Medic@  8, bibliothèque numérique de la Bibliothèque interuniversitaire de médecine (Bium), se compose de dossiers thématiques dans lesquels on peut passer d’un type de ressources à l’autre. Les chercheurs participent aux choix des corpus et rédigent les présentations. Depuis 2007, un serveur OAI permet les récupérations de notices, par exemple celles de Gallica, et réciproquement. Medic@ s’inscrit dans un contexte de changement d’échelle, les ouvrages anciens faisant désormais -l’objet d’une numérisation de masse. Pour Stéphanie Charreaux, l’heure est au pragmatisme.
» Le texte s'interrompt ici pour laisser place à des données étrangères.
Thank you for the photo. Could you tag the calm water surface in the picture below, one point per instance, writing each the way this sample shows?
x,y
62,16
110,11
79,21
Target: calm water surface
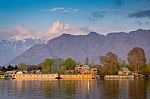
x,y
75,89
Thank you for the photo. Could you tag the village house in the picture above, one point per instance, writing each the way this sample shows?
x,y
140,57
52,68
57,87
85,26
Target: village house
x,y
124,71
82,69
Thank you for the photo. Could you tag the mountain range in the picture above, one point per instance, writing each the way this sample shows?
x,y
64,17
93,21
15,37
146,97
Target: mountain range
x,y
11,48
92,46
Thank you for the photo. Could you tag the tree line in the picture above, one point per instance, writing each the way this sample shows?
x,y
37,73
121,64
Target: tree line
x,y
110,63
136,58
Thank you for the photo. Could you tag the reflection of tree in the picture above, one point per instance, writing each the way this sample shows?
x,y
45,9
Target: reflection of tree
x,y
68,88
47,88
138,89
110,89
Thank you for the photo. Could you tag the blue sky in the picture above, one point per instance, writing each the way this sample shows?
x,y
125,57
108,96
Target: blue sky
x,y
54,17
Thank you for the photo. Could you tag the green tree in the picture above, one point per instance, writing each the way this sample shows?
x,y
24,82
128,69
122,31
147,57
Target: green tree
x,y
21,67
69,64
16,67
137,60
86,61
46,65
10,68
110,63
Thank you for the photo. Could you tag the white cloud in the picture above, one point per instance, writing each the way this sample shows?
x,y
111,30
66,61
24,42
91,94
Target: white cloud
x,y
19,33
59,28
61,9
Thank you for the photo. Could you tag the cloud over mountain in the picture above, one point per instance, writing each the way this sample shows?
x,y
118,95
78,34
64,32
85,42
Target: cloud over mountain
x,y
58,28
62,9
140,14
19,33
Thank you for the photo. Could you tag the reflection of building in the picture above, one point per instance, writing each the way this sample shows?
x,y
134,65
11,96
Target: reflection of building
x,y
82,69
124,71
85,69
94,71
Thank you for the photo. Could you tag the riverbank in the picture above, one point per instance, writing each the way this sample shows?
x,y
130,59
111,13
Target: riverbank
x,y
51,76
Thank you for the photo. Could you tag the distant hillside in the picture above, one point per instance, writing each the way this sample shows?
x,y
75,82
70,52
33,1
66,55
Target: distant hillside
x,y
9,49
92,45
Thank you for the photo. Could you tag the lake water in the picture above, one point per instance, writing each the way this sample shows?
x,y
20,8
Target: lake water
x,y
75,89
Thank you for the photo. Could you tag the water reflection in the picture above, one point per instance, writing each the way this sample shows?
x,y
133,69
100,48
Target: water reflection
x,y
75,89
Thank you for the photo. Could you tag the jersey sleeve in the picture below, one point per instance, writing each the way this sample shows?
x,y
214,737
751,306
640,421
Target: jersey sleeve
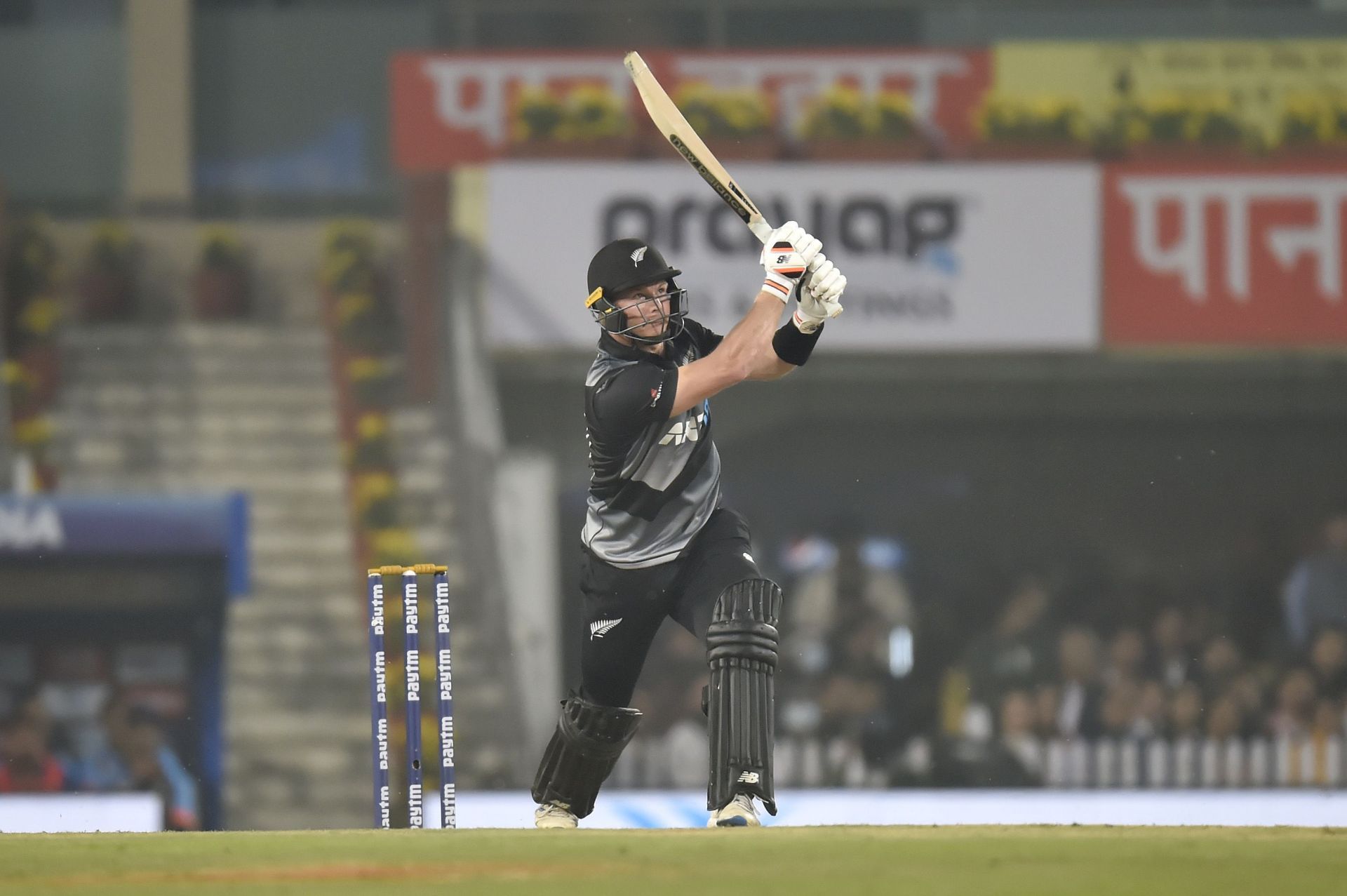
x,y
634,398
704,338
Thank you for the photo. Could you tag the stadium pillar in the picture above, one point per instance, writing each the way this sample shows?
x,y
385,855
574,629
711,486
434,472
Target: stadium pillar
x,y
158,173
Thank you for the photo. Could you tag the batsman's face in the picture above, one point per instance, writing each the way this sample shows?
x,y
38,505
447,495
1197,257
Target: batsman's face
x,y
647,309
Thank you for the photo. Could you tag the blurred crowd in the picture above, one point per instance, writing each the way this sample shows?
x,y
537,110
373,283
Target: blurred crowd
x,y
127,749
859,683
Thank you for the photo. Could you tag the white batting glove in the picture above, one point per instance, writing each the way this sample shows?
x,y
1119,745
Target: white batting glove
x,y
819,294
786,258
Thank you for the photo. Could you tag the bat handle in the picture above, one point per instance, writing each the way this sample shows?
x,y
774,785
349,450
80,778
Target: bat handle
x,y
761,229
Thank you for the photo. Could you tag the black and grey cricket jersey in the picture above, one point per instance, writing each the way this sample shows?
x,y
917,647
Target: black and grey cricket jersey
x,y
654,480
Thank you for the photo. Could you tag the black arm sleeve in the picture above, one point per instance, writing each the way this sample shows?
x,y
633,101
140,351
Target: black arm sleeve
x,y
634,398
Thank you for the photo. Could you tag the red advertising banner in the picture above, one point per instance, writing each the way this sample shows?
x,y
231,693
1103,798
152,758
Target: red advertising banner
x,y
473,107
1225,255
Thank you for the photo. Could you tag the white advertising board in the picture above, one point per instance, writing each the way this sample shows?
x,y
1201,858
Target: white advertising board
x,y
80,813
938,256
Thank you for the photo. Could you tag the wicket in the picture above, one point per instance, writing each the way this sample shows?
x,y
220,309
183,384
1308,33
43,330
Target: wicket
x,y
379,693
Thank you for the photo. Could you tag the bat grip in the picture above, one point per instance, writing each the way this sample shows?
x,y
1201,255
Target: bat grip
x,y
761,229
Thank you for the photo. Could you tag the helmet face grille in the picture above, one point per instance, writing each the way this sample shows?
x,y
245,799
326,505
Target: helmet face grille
x,y
616,321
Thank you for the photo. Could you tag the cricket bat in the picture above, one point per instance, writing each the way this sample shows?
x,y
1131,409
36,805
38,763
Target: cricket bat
x,y
681,134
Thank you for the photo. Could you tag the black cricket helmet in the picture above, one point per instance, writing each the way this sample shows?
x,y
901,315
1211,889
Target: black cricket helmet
x,y
628,263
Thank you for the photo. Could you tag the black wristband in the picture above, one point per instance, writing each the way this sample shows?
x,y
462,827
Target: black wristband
x,y
793,347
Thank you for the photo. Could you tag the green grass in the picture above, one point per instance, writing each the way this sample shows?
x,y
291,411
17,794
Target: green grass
x,y
837,862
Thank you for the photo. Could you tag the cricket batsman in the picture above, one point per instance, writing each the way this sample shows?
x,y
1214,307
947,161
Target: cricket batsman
x,y
657,538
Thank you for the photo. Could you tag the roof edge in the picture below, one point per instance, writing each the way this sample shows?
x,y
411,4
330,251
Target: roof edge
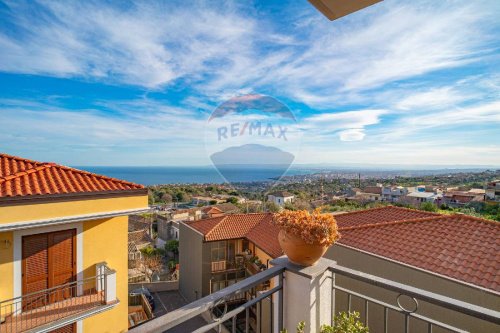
x,y
42,198
491,291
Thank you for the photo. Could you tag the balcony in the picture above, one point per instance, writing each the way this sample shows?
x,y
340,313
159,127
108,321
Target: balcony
x,y
314,294
139,310
49,309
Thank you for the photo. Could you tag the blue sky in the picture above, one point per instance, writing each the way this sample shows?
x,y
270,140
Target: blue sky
x,y
105,83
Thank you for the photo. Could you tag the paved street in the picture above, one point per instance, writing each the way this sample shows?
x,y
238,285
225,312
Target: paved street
x,y
168,301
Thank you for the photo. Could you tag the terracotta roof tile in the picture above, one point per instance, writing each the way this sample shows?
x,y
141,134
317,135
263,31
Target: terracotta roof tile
x,y
21,177
379,215
139,237
458,246
257,228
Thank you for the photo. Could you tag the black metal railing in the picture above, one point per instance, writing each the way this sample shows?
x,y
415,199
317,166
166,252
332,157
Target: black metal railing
x,y
41,308
242,317
405,302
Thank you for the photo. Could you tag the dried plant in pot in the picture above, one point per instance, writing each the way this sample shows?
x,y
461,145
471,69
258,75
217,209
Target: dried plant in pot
x,y
304,236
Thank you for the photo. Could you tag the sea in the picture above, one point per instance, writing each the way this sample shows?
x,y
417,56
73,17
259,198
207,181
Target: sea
x,y
190,174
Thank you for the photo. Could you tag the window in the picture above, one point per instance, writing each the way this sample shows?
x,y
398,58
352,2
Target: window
x,y
219,251
245,244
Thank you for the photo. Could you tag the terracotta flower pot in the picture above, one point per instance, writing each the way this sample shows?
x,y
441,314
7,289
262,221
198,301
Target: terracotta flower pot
x,y
298,251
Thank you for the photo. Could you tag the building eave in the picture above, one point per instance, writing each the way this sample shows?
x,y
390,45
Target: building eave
x,y
69,219
38,199
420,269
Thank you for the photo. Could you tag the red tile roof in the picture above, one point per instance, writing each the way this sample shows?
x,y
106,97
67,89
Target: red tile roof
x,y
257,228
379,215
21,177
458,246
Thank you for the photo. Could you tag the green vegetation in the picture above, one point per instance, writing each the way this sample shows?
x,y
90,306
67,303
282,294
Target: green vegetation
x,y
164,194
172,246
343,323
151,251
428,207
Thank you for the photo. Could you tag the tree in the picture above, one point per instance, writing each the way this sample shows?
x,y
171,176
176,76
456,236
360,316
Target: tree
x,y
232,200
429,207
166,198
272,207
172,246
182,197
149,265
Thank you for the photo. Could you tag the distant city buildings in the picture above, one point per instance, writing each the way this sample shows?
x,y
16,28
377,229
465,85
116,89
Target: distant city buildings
x,y
400,244
281,198
492,193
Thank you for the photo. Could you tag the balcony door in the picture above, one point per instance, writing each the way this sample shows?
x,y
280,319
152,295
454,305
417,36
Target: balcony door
x,y
48,261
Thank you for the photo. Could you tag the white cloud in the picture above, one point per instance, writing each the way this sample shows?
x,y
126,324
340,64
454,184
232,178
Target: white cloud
x,y
355,134
222,49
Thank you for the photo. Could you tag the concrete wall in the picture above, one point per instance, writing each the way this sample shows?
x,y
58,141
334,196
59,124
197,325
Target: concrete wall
x,y
206,271
190,262
39,211
400,273
6,265
97,237
155,286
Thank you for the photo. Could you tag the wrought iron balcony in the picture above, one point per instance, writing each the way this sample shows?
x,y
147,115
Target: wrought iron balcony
x,y
49,309
281,304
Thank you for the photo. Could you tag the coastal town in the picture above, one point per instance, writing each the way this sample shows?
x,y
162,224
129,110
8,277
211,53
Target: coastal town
x,y
324,166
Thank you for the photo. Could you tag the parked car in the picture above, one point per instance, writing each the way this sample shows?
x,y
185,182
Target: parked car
x,y
144,291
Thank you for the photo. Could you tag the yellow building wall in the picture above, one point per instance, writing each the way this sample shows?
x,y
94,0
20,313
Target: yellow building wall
x,y
263,256
106,240
20,213
6,266
103,240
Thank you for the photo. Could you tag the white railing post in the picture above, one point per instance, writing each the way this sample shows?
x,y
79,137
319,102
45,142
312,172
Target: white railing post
x,y
307,295
110,286
100,270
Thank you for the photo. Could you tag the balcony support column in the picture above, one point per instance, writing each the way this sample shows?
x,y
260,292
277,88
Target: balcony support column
x,y
307,295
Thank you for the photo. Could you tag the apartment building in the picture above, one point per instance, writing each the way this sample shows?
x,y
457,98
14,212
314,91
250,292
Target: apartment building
x,y
220,251
58,271
455,256
492,193
280,198
452,255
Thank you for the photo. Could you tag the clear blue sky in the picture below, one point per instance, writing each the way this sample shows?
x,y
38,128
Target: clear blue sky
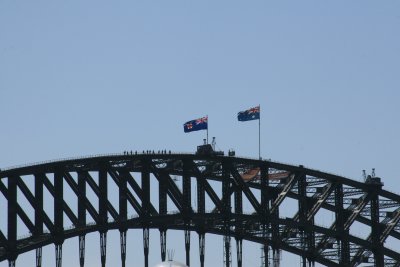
x,y
89,77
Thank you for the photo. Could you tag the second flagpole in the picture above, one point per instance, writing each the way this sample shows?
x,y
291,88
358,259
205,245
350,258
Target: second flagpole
x,y
259,133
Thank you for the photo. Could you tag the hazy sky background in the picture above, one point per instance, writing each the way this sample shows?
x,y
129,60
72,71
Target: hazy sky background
x,y
91,77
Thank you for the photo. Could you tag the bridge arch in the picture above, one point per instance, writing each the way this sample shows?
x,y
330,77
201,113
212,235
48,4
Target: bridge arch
x,y
265,185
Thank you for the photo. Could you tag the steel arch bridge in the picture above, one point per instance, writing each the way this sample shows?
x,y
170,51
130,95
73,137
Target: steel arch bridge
x,y
266,185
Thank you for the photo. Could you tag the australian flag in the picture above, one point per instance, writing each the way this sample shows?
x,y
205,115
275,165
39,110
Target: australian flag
x,y
250,114
195,125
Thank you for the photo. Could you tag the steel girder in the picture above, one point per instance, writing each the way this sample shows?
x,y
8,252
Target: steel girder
x,y
353,203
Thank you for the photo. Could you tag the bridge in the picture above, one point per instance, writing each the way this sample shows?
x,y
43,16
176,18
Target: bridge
x,y
183,179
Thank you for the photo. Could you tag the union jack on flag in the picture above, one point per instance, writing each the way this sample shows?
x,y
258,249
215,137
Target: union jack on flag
x,y
249,114
196,125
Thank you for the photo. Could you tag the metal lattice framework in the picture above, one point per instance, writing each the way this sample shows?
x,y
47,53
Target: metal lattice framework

C’est pourquoi la Bium a choisi la numérisation partagée avec la BnF et la collaboration avec d’autres institutions. Medic@, soucieuse de sa visibilité, assure la publicité des corpus nouvellement mis en ligne et attribue à chaque document et page une adresse permanente.

Aline Girard (BnF) a clos cette journée par une présentation de Gallica 2. Elle a rappelé les enjeux de la numérisation concertée et de la valorisation des ressources numérisées dans un contexte international et l’avènement prochain d’Europeana  9.

Cette journée était organisée par Isabelle Diu (École des chartes) et Violaine Giacomotto (université Bordeaux-III) dans le cadre du programme interdisciplinaire de recherches « Le livre scienti-fique : définition et émergence d’un genre » dirigé par Joëlle Ducos (université de Paris-Sorbonne).